Optimizing Autonomous Driving for Safety: A Human-Centric Approach with LLM-Enhanced RLHF

Sun, Yuan, Pargoo, Navid Salami, Jin, Peter J., Ortiz, Jorge

arXiv.org Artificial Intelligence 

Reinforcement Learning from Human Feedback (RLHF) is popular in large language models (LLMs), whereas traditional Reinforcement Learning (RL) often falls short. Current autonomous driving methods typically utilize either human feedback in machine learning, including RL, or LLMs. Most feedback guides the car agent's learning process (e.g., controlling the car). RLHF is usually applied in the fine-tuning step, requiring direct human "preferences," which are not commonly used in optimizing autonomous driving models.
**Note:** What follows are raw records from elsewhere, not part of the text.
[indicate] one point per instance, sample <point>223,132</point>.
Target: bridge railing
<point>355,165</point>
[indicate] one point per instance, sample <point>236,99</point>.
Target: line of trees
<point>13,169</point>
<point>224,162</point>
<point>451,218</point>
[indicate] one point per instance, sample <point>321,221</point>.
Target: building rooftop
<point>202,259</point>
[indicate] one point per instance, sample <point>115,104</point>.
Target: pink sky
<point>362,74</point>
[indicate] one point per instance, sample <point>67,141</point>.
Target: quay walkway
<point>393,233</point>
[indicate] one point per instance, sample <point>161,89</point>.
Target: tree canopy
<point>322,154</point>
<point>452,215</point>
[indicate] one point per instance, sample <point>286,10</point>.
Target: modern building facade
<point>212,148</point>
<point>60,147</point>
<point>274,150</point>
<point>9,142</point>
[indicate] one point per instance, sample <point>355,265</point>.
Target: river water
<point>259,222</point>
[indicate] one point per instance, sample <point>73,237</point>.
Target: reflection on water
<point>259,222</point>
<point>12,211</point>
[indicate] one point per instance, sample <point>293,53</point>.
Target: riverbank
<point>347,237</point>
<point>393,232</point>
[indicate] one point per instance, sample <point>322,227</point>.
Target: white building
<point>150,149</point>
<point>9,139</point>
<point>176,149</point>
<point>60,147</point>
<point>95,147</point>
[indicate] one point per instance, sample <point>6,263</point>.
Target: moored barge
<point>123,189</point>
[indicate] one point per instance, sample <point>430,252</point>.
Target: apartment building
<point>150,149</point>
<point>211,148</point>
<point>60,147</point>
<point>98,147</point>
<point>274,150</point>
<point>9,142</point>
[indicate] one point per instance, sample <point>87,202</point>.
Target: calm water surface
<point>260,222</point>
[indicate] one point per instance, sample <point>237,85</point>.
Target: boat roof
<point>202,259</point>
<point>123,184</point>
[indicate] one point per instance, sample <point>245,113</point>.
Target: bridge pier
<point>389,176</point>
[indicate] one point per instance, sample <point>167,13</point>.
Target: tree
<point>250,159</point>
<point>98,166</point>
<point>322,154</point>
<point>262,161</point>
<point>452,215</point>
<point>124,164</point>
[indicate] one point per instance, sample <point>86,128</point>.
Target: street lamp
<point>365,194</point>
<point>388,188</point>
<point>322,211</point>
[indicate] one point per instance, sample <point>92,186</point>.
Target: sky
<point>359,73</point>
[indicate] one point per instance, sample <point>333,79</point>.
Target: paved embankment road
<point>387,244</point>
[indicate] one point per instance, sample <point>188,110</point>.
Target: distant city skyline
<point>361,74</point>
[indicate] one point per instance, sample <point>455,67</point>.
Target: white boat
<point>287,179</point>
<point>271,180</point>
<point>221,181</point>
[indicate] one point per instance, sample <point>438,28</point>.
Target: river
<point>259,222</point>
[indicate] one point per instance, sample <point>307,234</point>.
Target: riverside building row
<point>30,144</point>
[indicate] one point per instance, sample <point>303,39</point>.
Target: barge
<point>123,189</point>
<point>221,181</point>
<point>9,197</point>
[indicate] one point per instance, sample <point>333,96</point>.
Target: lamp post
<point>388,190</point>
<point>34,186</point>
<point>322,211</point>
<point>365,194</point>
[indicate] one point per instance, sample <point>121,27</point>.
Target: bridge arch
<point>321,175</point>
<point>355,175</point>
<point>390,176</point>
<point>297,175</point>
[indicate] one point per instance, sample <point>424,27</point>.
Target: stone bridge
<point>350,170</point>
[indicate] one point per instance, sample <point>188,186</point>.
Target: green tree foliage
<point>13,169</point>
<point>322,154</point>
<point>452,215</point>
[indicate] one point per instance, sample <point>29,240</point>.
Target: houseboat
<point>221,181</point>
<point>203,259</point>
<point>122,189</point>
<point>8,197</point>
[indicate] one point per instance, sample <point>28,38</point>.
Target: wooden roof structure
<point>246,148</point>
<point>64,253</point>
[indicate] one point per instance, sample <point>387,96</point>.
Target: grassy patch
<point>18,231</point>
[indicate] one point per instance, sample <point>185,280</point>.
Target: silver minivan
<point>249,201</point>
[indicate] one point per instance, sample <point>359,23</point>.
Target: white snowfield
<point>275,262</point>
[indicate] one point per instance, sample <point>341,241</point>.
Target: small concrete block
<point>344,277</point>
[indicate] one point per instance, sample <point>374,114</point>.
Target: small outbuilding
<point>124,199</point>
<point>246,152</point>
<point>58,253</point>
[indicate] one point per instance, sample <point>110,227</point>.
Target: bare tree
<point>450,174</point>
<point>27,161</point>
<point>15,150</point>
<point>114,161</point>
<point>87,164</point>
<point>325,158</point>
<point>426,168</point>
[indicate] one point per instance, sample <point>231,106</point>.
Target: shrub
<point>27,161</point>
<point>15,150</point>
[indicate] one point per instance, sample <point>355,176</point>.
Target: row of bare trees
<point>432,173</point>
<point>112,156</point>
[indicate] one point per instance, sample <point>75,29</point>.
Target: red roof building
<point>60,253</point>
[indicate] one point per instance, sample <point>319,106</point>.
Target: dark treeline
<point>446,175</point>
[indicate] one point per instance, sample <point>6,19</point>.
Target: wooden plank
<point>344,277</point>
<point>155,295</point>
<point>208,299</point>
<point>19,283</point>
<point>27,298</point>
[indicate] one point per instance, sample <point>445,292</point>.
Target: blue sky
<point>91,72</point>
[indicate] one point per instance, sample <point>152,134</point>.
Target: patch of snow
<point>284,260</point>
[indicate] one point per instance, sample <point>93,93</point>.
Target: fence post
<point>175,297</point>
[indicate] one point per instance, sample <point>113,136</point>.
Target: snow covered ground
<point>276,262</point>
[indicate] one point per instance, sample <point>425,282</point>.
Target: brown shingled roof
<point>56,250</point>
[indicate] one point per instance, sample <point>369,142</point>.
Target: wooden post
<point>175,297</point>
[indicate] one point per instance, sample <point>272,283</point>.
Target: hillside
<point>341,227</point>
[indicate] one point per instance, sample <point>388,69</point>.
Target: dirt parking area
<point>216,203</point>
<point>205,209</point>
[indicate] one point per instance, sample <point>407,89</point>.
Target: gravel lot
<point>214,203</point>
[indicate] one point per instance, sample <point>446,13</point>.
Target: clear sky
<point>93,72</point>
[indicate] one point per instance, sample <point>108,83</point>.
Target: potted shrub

In this research, we innovatively combine RLHF and LLMs to enhance autonomous driving safety. Training a model with human guidance from scratch is inefficient. Our framework starts with a pre-trained autonomous car agent model and implements multiple human-controlled agents, such as cars and pedestrians, to simulate real-life road environments. The autonomous car model is not directly controlled by humans. We integrate both physical and physiological feedback to fine-tune the model, optimizing this process using LLMs. This multi-agent interactive environment ensures safe, realistic interactions before real-world application. Finally, we will validate our model using data gathered from real-life testbeds located in New Jersey and New York City.